Garnett acknowledged that the decision “may strike the average person — and indeed many lawyers and judges — as tortured and strange, and the result may seem contrary to our intuitions about the criminal law.” But, she said, it reflected her “committed effort to faithfully apply the dictates of the Supreme Court to the charges in this case. The law must be the Court’s only concern.”
Mangione, 27, appeared relaxed as he sat with his lawyers during the scheduled hearing, which took place about an hour after Garnett issued her written ruling. Prosecutors retained their right to appeal but said they were ready to proceed to trial.
Outside court afterward, Mangione attorney Karen Friedman Agnifilo said her client and his defense team were relieved by the “incredible decision.”
Jury selection in the federal case is set for Sept. 8, followed by opening statements and testimony on Oct. 13. The state trial’s date hasn’t been set. On Wednesday, the Manhattan district attorney’s office urged the judge in that case to schedule a July 1 trial date.
“That case is none of my concern,” Garnett said, adding that she would proceed as if the federal case is the only case unless she hears formally from parties involved in the state case. She also said the federal case will be paused if the government appeals her death penalty ruling.
Thompson, 50, was killed on Dec. 4, 2024, as he walked to a midtown Manhattan hotel for UnitedHealth Group’s annual investor conference. Surveillance video showed a masked gunman shooting him from behind. Police say “delay,” “deny” and “depose” were written on the ammunition, mimicking a phrase used by critics to describe how insurers avoid paying claims.

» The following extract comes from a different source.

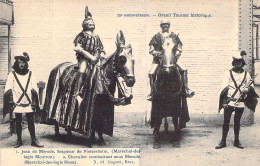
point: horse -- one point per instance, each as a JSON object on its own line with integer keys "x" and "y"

Mangione, an Ivy League graduate from a wealthy Maryland family, was arrested five days later at a McDonald’s in Altoona, Pennsylvania, about 230 miles (about 370 kilometers) west of Manhattan.
Following through on Trump’s campaign promise to vigorously pursue capital punishment, Attorney General Pam Bondi ordered Manhattan federal prosecutors last April to seek the death penalty against Mangione.
It was the first time the Justice Department sought the death penalty in President Donald Trump’s second term. He returned to office a year ago with a vow to resume federal executions after they were halted under his predecessor, President Joe Biden.
Garnett, a Biden appointee and former Manhattan federal prosecutor, ruled after hearing oral arguments earlier this month.
Besides seeking to have the death penalty rejected on the grounds Garnett cited, Mangione’s lawyers argued that Bondi’s announcement flouted long-established Justice Department protocols and was “based on politics, not merit.”
They said her remarks, followed by posts to her Instagram account and a TV appearance, “indelibly prejudiced” the grand jury process resulting in his indictment weeks later.
Prosecutors urged Garnett to keep the death penalty on the table, arguing that the charges were legally sound and Bondi’s remarks weren’t prejudicial, as “pretrial publicity, even when intense, is not itself a constitutional defect.”
Prosecutors argued that careful questioning of prospective jurors would alleviate the defense’s concerns about their knowledge of the case and ensure Mangione’s rights are respected at trial.
“What the defendant recasts as a constitutional crisis is merely a repackaging of arguments” rejected in previous cases, prosecutors said. “None warrants dismissal of the indictment or categorical preclusion of a congressionally authorized punishment.”